Understanding growth stocks
Growth stocks pursue aggressive expansion of their sales and earnings. They can do this by creating new markets, launching new products, growing market share, expanding into new territories, and acquiring complementary businesses.

These initiatives require funding, which can come from ongoing operations, equity financing, or debt financing. Profitable growth companies typically tap their excess cash flow first, which explains why most growth stocks don't pay dividends. Companies with a pipeline of compelling initiatives can often generate better shareholder returns by investing in expansion versus paying dividends.
Growth investors accept this strategy on the assumption they'll be rewarded later with outsize capital gains. If the expected growth doesn't materialize, investors will lose confidence, and the stock price will fall.
Growth stocks are often contrasted with value stocks, which usually pay dividends and exhibit slow and steady growth over time.
Characteristics of growth stocks
Growth stocks can be big or small companies. They can operate in any industry, although many are involved in some form of technology. The characteristics these stocks share are more nuanced than size, age, or market segment. They include competitive advantages, an innovation focus, experienced leaders, and a large addressable market.
Competitive advantage
Growth companies can move quickly and efficiently to outperform the competition. Often, that means they're benefitting from one or more advantages they hold over their peers. Those advantages can involve intellectual property, size and scale, or loyal customers.

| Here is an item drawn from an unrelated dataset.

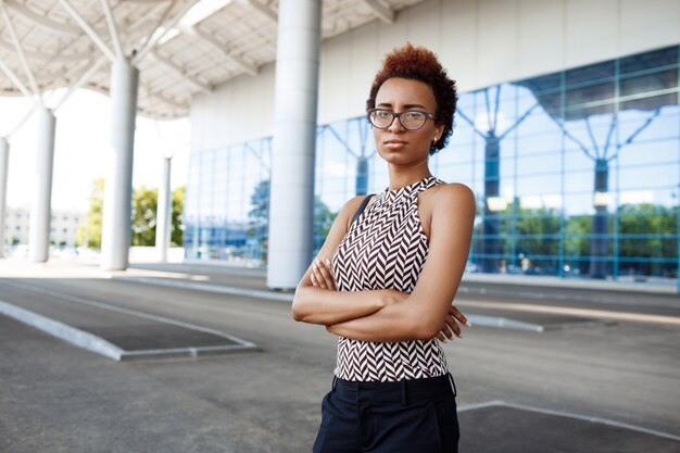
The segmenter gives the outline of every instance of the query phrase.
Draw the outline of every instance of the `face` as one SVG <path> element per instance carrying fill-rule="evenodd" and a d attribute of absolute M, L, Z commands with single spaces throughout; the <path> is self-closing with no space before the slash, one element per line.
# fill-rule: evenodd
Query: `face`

Note that customer loyalty can arise in different ways. It can come from an attachment to the brand, from costs associated with switching to a competing product, or from what's called the network effect.
The network effect is the increase in the value of a product or service that happens as more people use it. This is easiest to understand in reference to social media platforms, which become more interesting as users invite their friends and add content.
Large addressable market. While Nvidia made its name in gaming chips, its products are used in several industries today. The healthcare, data center, and AI industries are all opportunities for the chipmaker. The company has estimated its total addressable market at $1 trillion.
Nvidia has delivered annualized returns topping 45% for its shareholders over the last 15 years. Analysts expect continued growth from Nvidia stock as the chipmaker leverages its leading position in AI. The company's P/E ratio of 92.48 reflects that optimism.